Les rivières sont canalisées et de grosses surfaces sont bétonnées. Par conséquent, l'eau de pluie ne peut plus s'infiltrer dans les sols et est trop vite évacuée. Les zones inondées sont perdues et les maisons sont submergées. La modification des techniques agricoles et la diminution du nombre de forêts contribue à ce phénomène.
(3) Gestion intégrée de l'eau
La gestion intégrée de l'eau veut être l'application concrète du principe de développement durable. L'eau doit être répartie entre les différents usagers, en amont et en aval, en respectant la nature, maintenant et à l'avenir. Cela nécessite indéniablement de faire des concessions dans la satisfaction de nos besoins liés à l'eau.
(4) Agriculture et irrigation + salinisation
Dans les pays du tiers monde, 80 % de l'eau disponible sert à la production de nourriture. D'ordinaire, on utilise encore des techniques d'irrigation à grande échelle dont à peu près 40 % de l'eau va directement aux plantes. Il est nécessaire de développer de nouvelles techniques d'irrigation qui consomment moins d'eau. La surconsommation d'eau souterraine, notamment pour l'irrigation, provoque aussi la diminution des nappes phréatiques. Les réservoirs ainsi dégagés se remplissent alors d'eau de mer et l'eau souterraine devient donc impropre à la consommation humaine ou à l'irrigation.
(5) Manque de chance
Des millions de gens dans le monde doivent faire des efforts démesurés pour obtenir de l'eau. Alors que nous dépensons en Europe environ 0,5% de nos revenus en eau, cela peut monter jusqu'à 20% dans les pays du tiers monde. Beaucoup de femmes et d'enfants perdent 3 à 4 heures par jour pour aller chercher de l'eau. De l'eau à proximité de chez soi représente un gain de temps et plus de chances de se développer.
(6) Santé et sanitaires
Dans certaines régions, 80% des lits d'hôpitaux sont occupés par des gens qui ont consommé de l'eau contaminée. Là où les hommes et les animaux boivent la même eau, là où l'eau potable et les eaux usées ne sont pas correctement séparées ou encore, là où les ruisseaux et les canaux deviennent des égouts à ciel ouvert, les habitants courent un haut risque de contracter des maladies mortelles.
(7) L'eau comme source potentielle de conflits
Là où les systèmes d'eau sont soumis à une grande pression, suite à la croissance rapide de la population, au développement économique ou à des changements environnementaux, les conflits entre les différents usagers de l'eau augmentent. Ils se manifestent dans un contexte de concurrence croissante entre les villes et les campagnes, entre les administrations centrales et les communautés locales, entre riches et pauvres. Les groupes les plus faibles de la société sont souvent les premiers à en payer les conséquences.

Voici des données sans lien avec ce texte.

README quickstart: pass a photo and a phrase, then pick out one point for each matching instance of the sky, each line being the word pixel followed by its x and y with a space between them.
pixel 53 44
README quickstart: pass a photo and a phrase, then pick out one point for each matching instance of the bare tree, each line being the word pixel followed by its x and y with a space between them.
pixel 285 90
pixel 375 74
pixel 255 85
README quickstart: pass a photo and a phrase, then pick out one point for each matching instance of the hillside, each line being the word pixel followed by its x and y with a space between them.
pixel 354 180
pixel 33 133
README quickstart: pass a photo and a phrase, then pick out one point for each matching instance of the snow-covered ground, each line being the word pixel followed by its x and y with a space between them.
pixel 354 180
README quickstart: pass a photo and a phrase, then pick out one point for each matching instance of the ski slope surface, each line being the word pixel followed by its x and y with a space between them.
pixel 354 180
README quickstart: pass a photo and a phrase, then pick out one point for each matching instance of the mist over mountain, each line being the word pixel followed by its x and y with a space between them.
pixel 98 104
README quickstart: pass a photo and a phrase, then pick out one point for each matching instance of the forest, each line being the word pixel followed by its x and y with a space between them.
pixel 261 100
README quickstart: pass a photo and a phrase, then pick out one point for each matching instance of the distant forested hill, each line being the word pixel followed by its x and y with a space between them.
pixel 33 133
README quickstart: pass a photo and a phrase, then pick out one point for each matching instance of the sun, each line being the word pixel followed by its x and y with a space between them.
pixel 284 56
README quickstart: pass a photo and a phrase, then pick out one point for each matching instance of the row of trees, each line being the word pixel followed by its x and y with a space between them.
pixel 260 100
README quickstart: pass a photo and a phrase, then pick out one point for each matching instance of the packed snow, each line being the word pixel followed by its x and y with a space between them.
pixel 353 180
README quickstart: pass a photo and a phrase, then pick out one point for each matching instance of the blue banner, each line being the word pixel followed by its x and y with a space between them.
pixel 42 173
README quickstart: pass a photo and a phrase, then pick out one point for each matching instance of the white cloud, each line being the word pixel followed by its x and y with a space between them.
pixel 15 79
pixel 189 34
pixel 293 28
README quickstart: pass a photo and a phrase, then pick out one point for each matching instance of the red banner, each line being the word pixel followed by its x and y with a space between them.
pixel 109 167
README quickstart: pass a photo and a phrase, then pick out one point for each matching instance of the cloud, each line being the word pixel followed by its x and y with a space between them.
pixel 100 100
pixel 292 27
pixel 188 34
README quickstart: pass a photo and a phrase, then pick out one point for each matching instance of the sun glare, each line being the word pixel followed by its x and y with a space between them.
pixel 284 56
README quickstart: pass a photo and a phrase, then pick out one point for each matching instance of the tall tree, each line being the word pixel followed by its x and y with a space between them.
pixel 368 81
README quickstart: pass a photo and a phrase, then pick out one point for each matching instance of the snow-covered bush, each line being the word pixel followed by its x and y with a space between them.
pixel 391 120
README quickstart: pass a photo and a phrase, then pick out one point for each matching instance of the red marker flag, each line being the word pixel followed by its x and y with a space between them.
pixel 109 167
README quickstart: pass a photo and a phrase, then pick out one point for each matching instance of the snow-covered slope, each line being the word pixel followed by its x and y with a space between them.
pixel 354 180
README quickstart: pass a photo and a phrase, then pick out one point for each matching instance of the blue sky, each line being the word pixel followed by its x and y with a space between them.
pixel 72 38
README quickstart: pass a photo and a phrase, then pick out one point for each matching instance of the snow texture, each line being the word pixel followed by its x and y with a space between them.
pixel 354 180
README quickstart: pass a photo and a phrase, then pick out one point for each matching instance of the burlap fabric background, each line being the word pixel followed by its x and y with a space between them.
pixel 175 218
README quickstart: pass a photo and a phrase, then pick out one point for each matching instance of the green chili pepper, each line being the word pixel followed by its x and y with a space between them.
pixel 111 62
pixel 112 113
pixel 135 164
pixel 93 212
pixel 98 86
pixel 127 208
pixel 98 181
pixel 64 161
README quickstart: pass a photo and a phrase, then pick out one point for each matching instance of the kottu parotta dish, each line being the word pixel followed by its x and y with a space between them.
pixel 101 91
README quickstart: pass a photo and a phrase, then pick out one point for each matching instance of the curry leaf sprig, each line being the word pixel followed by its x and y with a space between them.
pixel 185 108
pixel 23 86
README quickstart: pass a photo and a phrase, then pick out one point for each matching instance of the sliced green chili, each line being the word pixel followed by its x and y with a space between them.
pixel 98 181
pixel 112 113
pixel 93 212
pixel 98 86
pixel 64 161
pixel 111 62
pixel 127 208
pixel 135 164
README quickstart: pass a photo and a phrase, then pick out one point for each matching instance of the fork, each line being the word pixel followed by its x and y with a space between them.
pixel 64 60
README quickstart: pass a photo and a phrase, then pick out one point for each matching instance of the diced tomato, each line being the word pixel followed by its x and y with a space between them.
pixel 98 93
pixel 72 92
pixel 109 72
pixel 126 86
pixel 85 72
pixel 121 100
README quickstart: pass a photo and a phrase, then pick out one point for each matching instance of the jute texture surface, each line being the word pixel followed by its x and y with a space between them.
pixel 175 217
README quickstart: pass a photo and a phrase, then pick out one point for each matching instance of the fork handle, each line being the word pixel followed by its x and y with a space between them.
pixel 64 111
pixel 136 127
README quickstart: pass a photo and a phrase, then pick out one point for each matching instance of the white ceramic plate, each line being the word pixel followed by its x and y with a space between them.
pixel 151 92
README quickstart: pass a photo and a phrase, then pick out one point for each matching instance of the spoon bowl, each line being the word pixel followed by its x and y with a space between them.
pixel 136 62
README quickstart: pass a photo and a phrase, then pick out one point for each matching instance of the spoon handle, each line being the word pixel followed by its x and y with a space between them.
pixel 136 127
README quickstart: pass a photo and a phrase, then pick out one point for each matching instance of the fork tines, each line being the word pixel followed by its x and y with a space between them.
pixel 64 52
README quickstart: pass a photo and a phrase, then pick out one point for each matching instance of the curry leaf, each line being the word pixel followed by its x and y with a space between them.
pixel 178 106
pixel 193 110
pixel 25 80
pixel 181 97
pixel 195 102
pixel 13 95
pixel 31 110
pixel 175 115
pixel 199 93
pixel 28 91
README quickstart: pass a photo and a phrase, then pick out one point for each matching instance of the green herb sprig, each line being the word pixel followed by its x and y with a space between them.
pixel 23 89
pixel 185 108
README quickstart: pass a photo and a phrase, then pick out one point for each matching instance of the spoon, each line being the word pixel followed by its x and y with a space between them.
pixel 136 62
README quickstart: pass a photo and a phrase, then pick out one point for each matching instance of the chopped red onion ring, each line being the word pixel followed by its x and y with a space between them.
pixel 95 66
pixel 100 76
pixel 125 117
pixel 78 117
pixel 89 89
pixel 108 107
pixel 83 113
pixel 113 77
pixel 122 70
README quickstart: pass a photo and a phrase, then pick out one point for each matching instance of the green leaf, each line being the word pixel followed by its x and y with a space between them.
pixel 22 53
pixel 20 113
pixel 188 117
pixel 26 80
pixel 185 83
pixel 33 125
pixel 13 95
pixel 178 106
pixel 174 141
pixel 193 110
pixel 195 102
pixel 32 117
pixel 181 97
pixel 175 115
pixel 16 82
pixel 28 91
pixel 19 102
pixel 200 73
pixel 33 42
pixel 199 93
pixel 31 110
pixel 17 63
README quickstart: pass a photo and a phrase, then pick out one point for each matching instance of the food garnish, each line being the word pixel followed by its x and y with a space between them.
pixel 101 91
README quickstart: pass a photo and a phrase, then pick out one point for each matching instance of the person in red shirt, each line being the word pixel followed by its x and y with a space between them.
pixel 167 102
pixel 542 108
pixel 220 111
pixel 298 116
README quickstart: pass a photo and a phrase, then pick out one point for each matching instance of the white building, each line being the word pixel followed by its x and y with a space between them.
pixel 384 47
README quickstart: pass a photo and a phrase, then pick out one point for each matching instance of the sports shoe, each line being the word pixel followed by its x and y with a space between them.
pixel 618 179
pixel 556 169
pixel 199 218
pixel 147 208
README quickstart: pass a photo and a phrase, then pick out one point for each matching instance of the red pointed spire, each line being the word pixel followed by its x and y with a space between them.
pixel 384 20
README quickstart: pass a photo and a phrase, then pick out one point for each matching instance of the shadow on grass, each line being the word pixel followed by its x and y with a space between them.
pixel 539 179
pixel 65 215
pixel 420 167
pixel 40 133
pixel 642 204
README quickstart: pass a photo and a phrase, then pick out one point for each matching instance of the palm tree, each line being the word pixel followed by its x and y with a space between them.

(8) Urbanisation et « délabrement » du monde
Combien de villes dans le monde comptent autant d'habitants que la Belgique ? Alors qu'en 1960 seulement 15% de la population africaine vivait dans les villes, ce chiffre avait déjà augmenté jusqu'à 30% en 1990. D'ici une dizaine d'années, on parlera de 50%. Face à une telle pression de la population, comment allons-nous approvisionner les gens en eau potable avec un minimum d'infrastructures sanitaires ?
(9) Les barrages
Les gros barrages sont situés en haut des listes des projets des gouvernements. Ils délivrent de l'eau pour l'irrigation, ils produisent de l'énergie et fournissent les villes et les industries en eau. Les barrages ont aussi leurs désavantages, autant sur le plan social qu'écologique. Ils changent le cours naturel des rivières et entraînent de ce fait la dérégulation de l'écosystème. La fureur de construction mène souvent à des déplacements forcés des populations vivant sur les lieux qui vont être submergés. Ces habitants sont la plupart du temps à peine dédommagés.
(10) Ton apport !
Comment peut-on être plus économe avec l'eau ? Que peut-on faire à la maison, à l'école et au travail pour prévenir le gaspillage et la pollution de l'eau ? Que peut-on faire en tant qu'individu ou en tant qu'association au niveau local, national et international ? Il est grand temps de mettre en pratique une solidarité internationale au sujet de l'eau. Et c'est le rôle de chacun d'entre nous.